Living rooms, dens, kitchens, even bedrooms: Investigators followed students into the spaces where homework gets done. Pens poised over their “study observation forms,” the observers watched intently as the students—in middle school, high school, and college, 263 in all—opened their books and turned on their computers.

For a quarter of an hour, the investigators from the lab of Larry Rosen, a psychology professor at California State University–Dominguez Hills, marked down once a minute what the students were doing as they studied. A checklist on the form included: reading a book, writing on paper, typing on the computer—and also using email, looking at Facebook, engaging in instant messaging, texting, talking on the phone, watching television, listening to music, surfing the Web. Sitting unobtrusively at the back of the room, the observers counted the number of windows open on the students’ screens and noted whether the students were wearing earbuds.

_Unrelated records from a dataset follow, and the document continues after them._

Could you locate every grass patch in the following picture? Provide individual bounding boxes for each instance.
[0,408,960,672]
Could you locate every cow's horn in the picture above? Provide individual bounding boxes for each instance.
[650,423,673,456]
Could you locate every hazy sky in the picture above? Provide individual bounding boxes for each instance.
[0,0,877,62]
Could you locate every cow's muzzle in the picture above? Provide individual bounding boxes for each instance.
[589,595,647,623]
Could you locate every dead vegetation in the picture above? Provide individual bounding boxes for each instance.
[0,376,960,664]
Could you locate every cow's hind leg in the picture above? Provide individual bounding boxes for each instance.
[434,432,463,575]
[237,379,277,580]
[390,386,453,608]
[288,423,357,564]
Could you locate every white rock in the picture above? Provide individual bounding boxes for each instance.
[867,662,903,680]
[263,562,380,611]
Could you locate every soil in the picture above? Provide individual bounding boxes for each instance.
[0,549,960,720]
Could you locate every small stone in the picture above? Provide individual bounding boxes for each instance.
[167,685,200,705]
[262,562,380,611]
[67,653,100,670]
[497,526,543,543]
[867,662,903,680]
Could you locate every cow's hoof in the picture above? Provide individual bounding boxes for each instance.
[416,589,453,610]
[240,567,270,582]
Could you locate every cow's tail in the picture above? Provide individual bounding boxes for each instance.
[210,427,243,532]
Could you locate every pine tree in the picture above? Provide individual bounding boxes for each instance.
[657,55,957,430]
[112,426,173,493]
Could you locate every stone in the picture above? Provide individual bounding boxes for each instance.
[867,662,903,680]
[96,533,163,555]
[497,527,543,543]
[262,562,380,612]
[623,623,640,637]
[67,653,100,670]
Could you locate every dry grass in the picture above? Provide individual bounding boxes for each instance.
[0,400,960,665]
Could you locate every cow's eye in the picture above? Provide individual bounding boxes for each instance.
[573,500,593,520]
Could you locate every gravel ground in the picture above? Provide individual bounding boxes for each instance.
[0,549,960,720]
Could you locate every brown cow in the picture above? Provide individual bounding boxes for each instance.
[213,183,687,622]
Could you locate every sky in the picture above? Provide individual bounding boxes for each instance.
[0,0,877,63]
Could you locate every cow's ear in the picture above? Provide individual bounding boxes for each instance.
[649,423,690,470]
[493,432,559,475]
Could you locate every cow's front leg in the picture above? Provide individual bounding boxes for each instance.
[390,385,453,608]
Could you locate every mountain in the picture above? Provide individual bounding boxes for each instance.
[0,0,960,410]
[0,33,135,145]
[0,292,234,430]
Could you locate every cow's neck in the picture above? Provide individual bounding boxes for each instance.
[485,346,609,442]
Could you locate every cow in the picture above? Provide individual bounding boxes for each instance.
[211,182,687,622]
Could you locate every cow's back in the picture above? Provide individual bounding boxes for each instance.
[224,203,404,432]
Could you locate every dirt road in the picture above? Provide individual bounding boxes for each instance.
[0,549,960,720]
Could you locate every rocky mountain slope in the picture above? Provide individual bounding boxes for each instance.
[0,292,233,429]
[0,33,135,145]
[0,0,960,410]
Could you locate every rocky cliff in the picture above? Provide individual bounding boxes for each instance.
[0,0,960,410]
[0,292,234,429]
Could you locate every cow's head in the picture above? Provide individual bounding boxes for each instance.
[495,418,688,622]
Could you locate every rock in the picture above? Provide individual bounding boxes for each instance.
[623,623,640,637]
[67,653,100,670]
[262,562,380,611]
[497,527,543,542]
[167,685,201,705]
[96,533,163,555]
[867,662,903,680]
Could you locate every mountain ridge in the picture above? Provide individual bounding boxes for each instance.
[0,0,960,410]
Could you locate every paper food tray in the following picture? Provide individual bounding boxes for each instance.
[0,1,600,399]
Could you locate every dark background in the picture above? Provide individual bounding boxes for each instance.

Although the students had been told at the outset that they should “study something important, including homework, an upcoming examination or project, or reading a book for a course,” it wasn’t long before their attention drifted: Students’ “on-task behavior” started declining around the two-minute mark as they began responding to arriving texts or checking their Facebook feeds. By the time the 15 minutes were up, they had spent only about 65 percent of the observation period actually doing their schoolwork.

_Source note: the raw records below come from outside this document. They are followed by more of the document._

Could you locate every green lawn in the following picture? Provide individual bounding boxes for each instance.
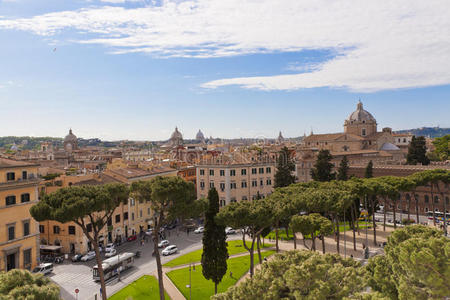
[108,275,170,300]
[164,240,273,267]
[167,250,275,299]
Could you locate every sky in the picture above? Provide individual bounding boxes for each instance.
[0,0,450,140]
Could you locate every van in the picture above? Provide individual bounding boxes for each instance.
[33,263,53,275]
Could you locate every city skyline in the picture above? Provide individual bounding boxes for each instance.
[0,0,450,140]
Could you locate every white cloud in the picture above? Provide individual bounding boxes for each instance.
[0,0,450,92]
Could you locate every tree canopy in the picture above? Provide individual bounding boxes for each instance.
[0,269,60,300]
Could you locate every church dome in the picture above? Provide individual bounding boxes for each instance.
[64,129,77,142]
[195,129,205,141]
[347,101,377,123]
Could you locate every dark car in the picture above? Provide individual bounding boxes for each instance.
[127,234,137,242]
[72,254,83,262]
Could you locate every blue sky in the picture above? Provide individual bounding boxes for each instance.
[0,0,450,140]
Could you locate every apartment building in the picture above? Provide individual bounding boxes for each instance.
[196,161,275,206]
[0,158,39,271]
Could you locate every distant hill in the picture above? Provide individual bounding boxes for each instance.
[395,127,450,138]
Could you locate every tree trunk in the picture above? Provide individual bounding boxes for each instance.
[275,221,280,253]
[383,197,387,231]
[153,226,165,300]
[322,235,325,254]
[292,230,297,250]
[371,196,377,246]
[91,237,107,300]
[256,235,262,264]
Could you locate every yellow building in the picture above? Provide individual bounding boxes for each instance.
[0,158,39,271]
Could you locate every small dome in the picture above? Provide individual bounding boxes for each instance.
[380,143,400,151]
[195,129,205,141]
[347,101,376,123]
[64,129,77,142]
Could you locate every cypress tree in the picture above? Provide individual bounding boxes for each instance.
[337,155,349,181]
[274,146,295,188]
[202,187,228,294]
[311,149,336,181]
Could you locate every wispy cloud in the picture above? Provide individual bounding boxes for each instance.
[0,0,450,92]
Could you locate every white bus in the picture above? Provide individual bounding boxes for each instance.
[92,252,135,281]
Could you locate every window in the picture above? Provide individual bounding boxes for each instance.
[6,196,16,205]
[20,193,30,203]
[23,221,30,236]
[23,249,31,270]
[8,225,16,241]
[6,172,16,181]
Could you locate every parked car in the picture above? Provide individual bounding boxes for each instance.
[127,234,137,242]
[194,226,205,233]
[81,251,95,261]
[72,254,83,262]
[158,240,169,248]
[105,248,117,257]
[33,263,53,275]
[162,245,178,256]
[225,227,236,234]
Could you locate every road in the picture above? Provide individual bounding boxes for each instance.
[49,229,232,300]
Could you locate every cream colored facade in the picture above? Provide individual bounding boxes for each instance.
[196,163,275,206]
[0,158,39,271]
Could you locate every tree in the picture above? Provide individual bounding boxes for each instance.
[202,187,228,294]
[364,161,373,178]
[0,269,61,300]
[311,149,335,181]
[216,200,273,277]
[131,176,196,300]
[336,155,349,181]
[212,250,365,300]
[274,147,295,188]
[406,136,430,165]
[30,183,129,300]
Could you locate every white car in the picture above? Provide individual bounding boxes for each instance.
[81,251,95,261]
[158,240,169,248]
[162,245,178,256]
[194,226,205,233]
[225,227,236,234]
[105,248,117,257]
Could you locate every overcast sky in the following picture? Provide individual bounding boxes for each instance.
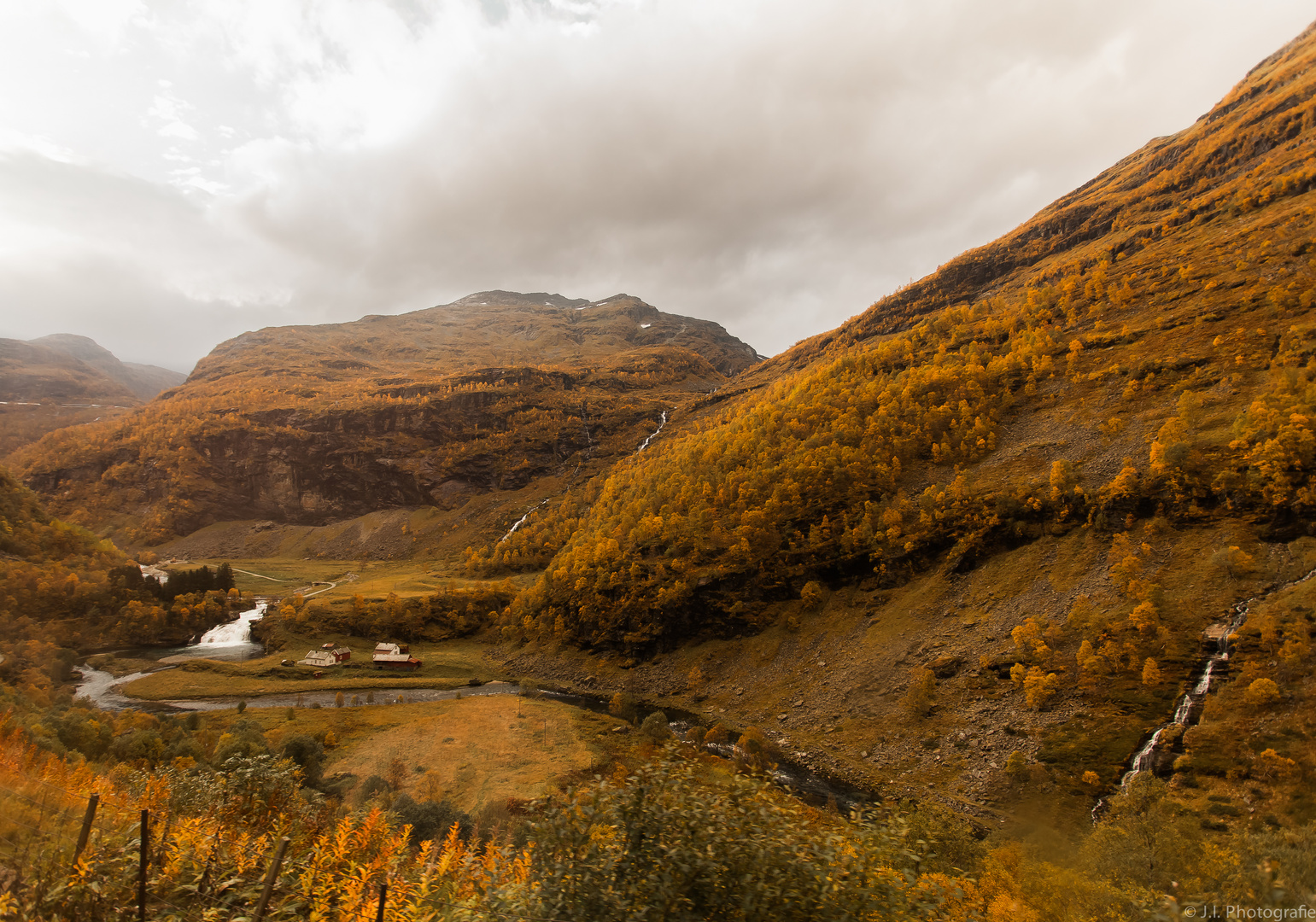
[0,0,1316,371]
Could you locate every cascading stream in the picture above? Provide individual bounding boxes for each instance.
[1092,560,1316,820]
[197,603,266,647]
[497,499,549,545]
[635,411,667,455]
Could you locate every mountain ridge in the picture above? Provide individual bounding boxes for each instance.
[8,292,759,543]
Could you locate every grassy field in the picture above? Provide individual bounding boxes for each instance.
[191,694,635,813]
[120,635,509,701]
[182,557,530,603]
[325,694,617,812]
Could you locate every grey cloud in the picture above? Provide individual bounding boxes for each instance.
[0,0,1311,365]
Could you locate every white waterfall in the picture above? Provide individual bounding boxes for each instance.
[197,603,265,647]
[635,411,667,455]
[497,499,547,545]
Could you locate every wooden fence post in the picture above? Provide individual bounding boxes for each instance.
[137,810,151,922]
[255,835,288,922]
[73,795,100,864]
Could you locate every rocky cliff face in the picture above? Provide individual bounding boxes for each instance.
[8,292,758,542]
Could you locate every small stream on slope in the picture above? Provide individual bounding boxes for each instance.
[1092,569,1316,820]
[635,411,667,455]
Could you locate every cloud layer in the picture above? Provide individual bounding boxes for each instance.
[0,0,1311,370]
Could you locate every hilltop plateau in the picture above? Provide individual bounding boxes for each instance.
[12,292,759,541]
[0,333,187,458]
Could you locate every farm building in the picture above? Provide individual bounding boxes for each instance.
[319,643,351,662]
[374,643,421,669]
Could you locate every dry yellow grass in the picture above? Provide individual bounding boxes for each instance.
[326,696,616,812]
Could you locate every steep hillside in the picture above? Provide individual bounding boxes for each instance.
[15,292,758,543]
[381,18,1316,822]
[475,21,1316,645]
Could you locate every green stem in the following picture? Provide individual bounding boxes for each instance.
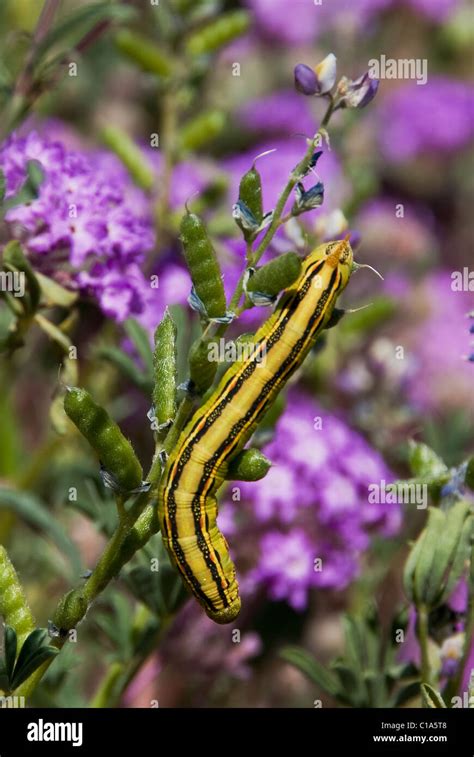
[417,605,431,684]
[90,662,124,708]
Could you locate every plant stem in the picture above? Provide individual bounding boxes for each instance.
[156,83,178,249]
[417,605,431,684]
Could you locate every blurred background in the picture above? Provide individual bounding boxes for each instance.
[0,0,474,707]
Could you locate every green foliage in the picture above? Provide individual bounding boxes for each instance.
[281,611,420,707]
[153,309,178,435]
[403,501,474,608]
[0,625,59,693]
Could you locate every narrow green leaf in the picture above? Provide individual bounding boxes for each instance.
[403,529,426,602]
[280,647,340,697]
[4,625,17,681]
[0,168,7,205]
[35,313,71,353]
[414,508,446,604]
[95,346,153,396]
[3,160,44,210]
[13,628,49,668]
[124,318,153,374]
[424,502,470,606]
[12,647,59,689]
[436,515,474,604]
[408,441,448,480]
[393,681,420,707]
[0,487,81,575]
[101,126,154,191]
[36,3,135,60]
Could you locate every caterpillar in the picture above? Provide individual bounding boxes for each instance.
[158,240,355,623]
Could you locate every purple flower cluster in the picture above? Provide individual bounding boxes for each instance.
[378,76,474,162]
[219,390,401,610]
[404,271,473,412]
[0,131,155,320]
[0,130,217,324]
[247,0,460,45]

“We were amazed at how frequently they multitasked, even though they knew someone was watching,” Rosen says. “It really seems that they could not go for 15 minutes without engaging their devices,” adding, “It was kind of scary, actually.”

Concern about young people’s use of technology is nothing new, of course. But Rosen’s study, published in the May issue of Computers in Human Behavior, is part of a growing body of research focused on a very particular use of technology: media multitasking while learning. Attending to multiple streams of information and entertainment while studying, doing homework, or even sitting in class has become common behavior among young people—so common that many of them rarely write a paper or complete a problem set any other way.

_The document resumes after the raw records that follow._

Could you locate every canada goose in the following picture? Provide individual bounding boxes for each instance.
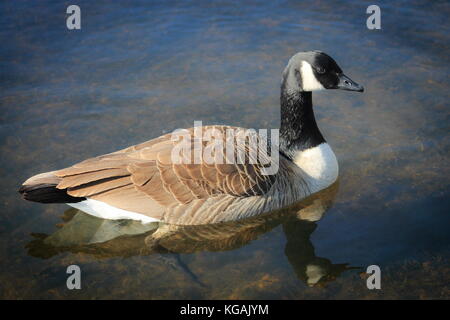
[19,51,363,225]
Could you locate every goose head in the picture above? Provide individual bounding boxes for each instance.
[282,51,364,94]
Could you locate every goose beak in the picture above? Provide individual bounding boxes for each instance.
[337,73,364,92]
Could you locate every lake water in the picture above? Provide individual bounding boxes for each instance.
[0,0,450,299]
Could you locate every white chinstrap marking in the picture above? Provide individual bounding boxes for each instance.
[300,61,325,91]
[67,199,160,224]
[294,142,339,192]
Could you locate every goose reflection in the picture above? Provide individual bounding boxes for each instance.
[27,183,353,287]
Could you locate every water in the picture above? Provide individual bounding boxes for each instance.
[0,1,450,299]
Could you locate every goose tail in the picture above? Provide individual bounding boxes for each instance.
[19,172,86,203]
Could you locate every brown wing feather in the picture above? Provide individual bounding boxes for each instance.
[55,126,274,221]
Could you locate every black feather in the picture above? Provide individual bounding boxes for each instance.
[19,183,86,203]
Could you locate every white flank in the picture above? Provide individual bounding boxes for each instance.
[300,61,325,91]
[294,142,339,192]
[67,199,159,223]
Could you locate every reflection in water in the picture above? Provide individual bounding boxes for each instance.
[27,183,353,286]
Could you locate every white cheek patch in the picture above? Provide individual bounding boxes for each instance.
[300,61,325,91]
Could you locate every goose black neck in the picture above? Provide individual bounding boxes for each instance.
[280,90,325,158]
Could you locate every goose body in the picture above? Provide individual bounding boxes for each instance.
[19,51,362,225]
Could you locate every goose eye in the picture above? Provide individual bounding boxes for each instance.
[316,67,325,74]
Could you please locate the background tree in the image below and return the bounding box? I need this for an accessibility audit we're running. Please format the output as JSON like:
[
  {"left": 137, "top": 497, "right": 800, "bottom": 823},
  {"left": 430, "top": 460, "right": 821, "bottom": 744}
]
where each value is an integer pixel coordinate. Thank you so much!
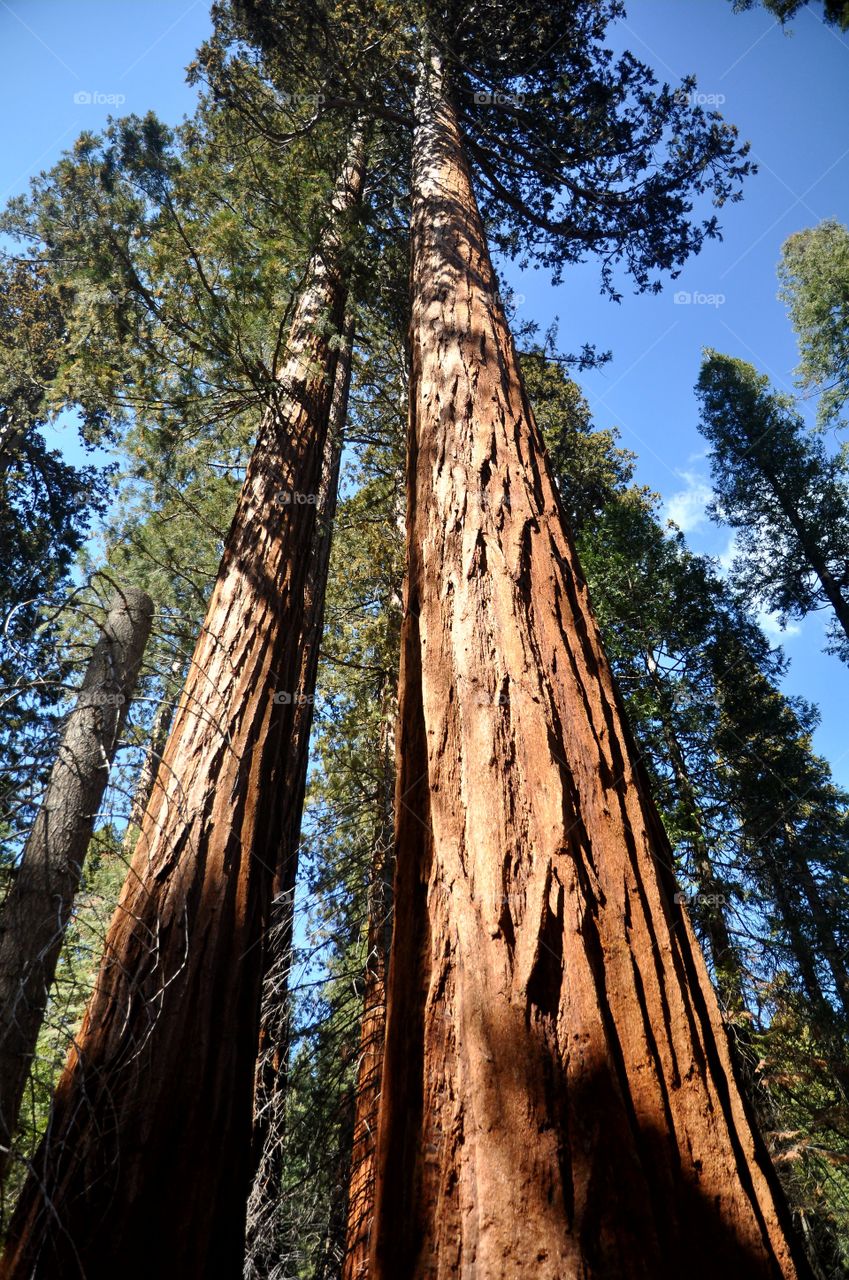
[
  {"left": 779, "top": 218, "right": 849, "bottom": 425},
  {"left": 697, "top": 352, "right": 849, "bottom": 660},
  {"left": 734, "top": 0, "right": 849, "bottom": 31}
]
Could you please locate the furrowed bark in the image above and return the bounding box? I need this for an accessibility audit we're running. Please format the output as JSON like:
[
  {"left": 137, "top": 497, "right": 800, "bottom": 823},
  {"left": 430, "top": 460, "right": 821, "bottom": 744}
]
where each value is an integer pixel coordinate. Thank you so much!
[
  {"left": 245, "top": 319, "right": 353, "bottom": 1280},
  {"left": 342, "top": 675, "right": 397, "bottom": 1280},
  {"left": 0, "top": 137, "right": 362, "bottom": 1280},
  {"left": 0, "top": 588, "right": 154, "bottom": 1178},
  {"left": 370, "top": 49, "right": 805, "bottom": 1280}
]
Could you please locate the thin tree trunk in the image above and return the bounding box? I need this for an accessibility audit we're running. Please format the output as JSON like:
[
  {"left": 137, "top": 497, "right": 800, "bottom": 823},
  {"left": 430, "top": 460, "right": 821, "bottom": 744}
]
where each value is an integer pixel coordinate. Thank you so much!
[
  {"left": 763, "top": 466, "right": 849, "bottom": 639},
  {"left": 0, "top": 137, "right": 362, "bottom": 1280},
  {"left": 124, "top": 699, "right": 174, "bottom": 854},
  {"left": 342, "top": 682, "right": 397, "bottom": 1280},
  {"left": 245, "top": 317, "right": 353, "bottom": 1280},
  {"left": 370, "top": 49, "right": 807, "bottom": 1280},
  {"left": 788, "top": 855, "right": 849, "bottom": 1018},
  {"left": 0, "top": 588, "right": 154, "bottom": 1178},
  {"left": 645, "top": 654, "right": 747, "bottom": 1014}
]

But evidence from psychology, cognitive science, and neuroscience suggests that when students multitask while doing schoolwork, their learning is far spottier and shallower than if the work had their full attention. They understand and remember less, and they have greater difficulty transferring their learning to new contexts. So detrimental is this practice that some researchers are proposing that a new prerequisite for academic and even professional success—the new marshmallow test of self-discipline—is the ability to resist a blinking inbox or a buzzing phone.

The media multitasking habit starts early. In “Generation M2: Media in the Lives of 8- to 18-Year-Olds,” a survey conducted by the Kaiser Family Foundation and published in 2010, almost a third of those surveyed said that when they were doing homework, “most of the time” they were also watching TV, texting, listening to music, or using some other medium. The lead author of the study was Victoria Rideout, then a vice president at Kaiser and now an independent research and policy consultant. Although the study looked at all aspects of kids’ media use, Rideout told me she was particularly troubled by its findings regarding media multitasking while doing schoolwork.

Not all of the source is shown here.